The PHQ-9 depression questionnaire appears to be a reliable and valid screening instrument for identifying depression in Botswana at a cut off score of nine or higher.

One of the strengths of this study is that it is the first to validate the PHQ-9 in Botswana. Another strength of our study includes the use of a clinical diagnostic gold standard to assess validity.

Limitations

A limitation of this study is that the participants were drawn from only two primary health care facilities in the capital of Gaborone which may not be representative of the wider population. The use of convenience sampling presents a sampling error which limits generazibility of the findings.

Conclusion

It is through primary health care services that mental health disorders can be observed and diagnosed.
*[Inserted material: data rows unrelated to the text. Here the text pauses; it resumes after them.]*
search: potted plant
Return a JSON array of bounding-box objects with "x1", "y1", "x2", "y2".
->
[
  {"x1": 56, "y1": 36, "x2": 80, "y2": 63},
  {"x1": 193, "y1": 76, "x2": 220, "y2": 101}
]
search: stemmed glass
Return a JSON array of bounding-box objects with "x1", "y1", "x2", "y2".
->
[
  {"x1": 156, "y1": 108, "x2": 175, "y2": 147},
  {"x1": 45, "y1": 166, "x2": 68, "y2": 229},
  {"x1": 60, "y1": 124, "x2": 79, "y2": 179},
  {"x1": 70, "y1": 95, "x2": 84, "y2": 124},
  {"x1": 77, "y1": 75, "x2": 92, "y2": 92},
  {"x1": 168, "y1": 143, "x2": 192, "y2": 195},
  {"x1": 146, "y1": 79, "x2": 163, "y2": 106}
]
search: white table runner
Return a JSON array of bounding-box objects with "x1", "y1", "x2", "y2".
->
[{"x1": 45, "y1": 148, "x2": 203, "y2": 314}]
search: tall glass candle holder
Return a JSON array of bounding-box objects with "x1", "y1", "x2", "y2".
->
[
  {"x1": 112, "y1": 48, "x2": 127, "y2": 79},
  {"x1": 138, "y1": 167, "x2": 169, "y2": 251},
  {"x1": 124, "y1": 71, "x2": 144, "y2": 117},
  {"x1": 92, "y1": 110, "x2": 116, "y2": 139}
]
Thus, to improve health outcomes of patients in primary care, mental health disorders such as depression should be integrated into routine management. High burden of disease and negative impact on health outcomes, highlight this need for early diagnosis and management of depression. Despite being a middle-income country, poverty and high levels of income inequality persist and this has been found to predict depression in our population. Our study, similar to previous studies, demonstrates that the PHQ-9 is a reliable and valid instrument to screen for depression in primary care facilities in Botswana. The maximal specificity and sensitivity at a cut off score of 9 in our population compared to a cut off of 10 found in previous studies underscores the importance of validating the PHQ-9 in different socio-cultural populations. We recommend that, further studies should focus on integration of routine depression screening using the PHQ-9 in primary care.